Das Wohnhaus Hahnemannsplatz Nr. 20 befindet sich in der Altstadt in der Nähe der Neugasse und dem Neumarkt. Am Hahnemannsplatz befinden sich mehrere Wohngebäude aus der Gründerzeit. Die Straße Hahnemannsplatz verbindet die innerstädtischen Hauptverkehrsadern Gerbergasse, Neugasse mit der Poststraße und dem Neumarkt. Die Johannesbrücke ermöglicht dabei die Überquerung der Triebisch.

Ursprünglich trug der heutige Hahnemannsplatz den Namen „über dem Fleischsteg“ und nach 1830 „über der Triebischbrücke“. Dabei ist der Name „Fleischsteg“ schon ab 1538 nachweisbar. Am 27. April 1855 beschlossen die Stadtverordneten den Namen „Hahnemanns-Platz“. Benannt wurde die platzartige Straße nach dem Begründer der Homöopathie und Ehrenbürger Christian Friedrich Samuel Hahnemann aus Meißen.

Haus Hahnemannsplatz Nr. 20

Das als Wohnhaus der Vorgründerzeit in geschlossener Bebauung errichtete Haus Hahnemannsplatz Nr. 20 wurde in der Mitte des 19. Jahrhunderts gebaut.
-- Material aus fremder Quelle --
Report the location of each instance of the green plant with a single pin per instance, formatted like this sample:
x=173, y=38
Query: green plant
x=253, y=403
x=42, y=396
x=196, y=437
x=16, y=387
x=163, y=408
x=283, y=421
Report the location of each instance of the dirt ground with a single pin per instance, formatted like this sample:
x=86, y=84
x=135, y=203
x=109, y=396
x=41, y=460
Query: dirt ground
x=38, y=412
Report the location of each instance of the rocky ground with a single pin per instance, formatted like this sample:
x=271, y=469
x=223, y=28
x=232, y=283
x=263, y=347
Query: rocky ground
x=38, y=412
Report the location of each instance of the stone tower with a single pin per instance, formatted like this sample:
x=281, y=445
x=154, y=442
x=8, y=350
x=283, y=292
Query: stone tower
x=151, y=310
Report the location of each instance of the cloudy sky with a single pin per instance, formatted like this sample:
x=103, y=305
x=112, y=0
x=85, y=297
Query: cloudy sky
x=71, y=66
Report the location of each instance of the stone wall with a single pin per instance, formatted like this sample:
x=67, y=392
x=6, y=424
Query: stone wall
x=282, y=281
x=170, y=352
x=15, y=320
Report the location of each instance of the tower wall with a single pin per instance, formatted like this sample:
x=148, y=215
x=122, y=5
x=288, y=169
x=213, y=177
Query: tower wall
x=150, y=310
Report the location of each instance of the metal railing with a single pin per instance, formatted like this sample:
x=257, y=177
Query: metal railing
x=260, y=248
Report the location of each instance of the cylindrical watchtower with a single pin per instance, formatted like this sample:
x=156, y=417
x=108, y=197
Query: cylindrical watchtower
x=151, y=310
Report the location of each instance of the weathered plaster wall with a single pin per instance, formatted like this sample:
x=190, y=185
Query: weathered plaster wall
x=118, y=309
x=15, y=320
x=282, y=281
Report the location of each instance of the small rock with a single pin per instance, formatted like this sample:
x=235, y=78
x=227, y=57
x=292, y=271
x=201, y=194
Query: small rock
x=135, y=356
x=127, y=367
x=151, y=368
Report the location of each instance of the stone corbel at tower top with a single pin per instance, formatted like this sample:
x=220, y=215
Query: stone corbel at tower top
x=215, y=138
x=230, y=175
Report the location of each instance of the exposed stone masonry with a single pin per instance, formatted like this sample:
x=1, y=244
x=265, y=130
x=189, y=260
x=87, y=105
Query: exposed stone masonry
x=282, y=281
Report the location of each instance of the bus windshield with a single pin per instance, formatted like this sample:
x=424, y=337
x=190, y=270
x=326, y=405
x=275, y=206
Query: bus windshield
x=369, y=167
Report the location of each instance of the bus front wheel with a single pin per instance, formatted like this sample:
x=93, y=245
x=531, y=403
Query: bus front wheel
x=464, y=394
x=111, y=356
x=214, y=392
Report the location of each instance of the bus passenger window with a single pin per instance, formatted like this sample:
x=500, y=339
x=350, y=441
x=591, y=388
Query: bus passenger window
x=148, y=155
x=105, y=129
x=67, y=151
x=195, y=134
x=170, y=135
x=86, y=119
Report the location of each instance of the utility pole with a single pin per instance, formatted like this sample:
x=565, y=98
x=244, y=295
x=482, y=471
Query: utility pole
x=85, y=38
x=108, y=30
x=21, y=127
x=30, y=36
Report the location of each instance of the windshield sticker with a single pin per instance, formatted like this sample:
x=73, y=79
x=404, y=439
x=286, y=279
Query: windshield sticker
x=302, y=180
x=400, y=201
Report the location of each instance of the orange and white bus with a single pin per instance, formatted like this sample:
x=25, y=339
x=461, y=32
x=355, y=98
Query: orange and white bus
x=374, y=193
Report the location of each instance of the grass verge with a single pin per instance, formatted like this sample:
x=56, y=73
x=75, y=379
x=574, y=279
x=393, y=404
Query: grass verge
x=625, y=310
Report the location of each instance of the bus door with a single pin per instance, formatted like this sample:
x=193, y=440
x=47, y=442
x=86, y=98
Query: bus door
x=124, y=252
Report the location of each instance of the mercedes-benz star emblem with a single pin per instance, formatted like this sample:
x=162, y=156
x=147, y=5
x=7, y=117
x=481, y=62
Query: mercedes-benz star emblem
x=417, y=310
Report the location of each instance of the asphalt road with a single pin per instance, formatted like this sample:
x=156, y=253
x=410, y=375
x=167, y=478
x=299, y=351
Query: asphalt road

Vermutlich handelte es sich einst um einen sogenannten „Ausspanngasthof“. Es gibt im Hof einen Seitenflügel. Das Haus wird im Untergeschoss als Gaststätte „Vollraths Gasthaus“ genutzt. Das Gebäude besitzt eine straßenbildprägende Putzfassade mit einigen Zierelementen. Das Zugangsportal befindet sich ebenfalls am Hahnemannsplatz mit einer aus zwei Flügeln bestehende Holztür.

Das Haus ist Stadtentwicklungs-, orts- und baugeschichtlich von Bedeutung.[1]

Literatur

Einzelnachweise

  1. Günter Naumann: Stadtlexikon Meißen. 1. Auflage. Sax-Verlag, Beucha 2009, ISBN 978-3-86729-013-5, S. 117 und 118.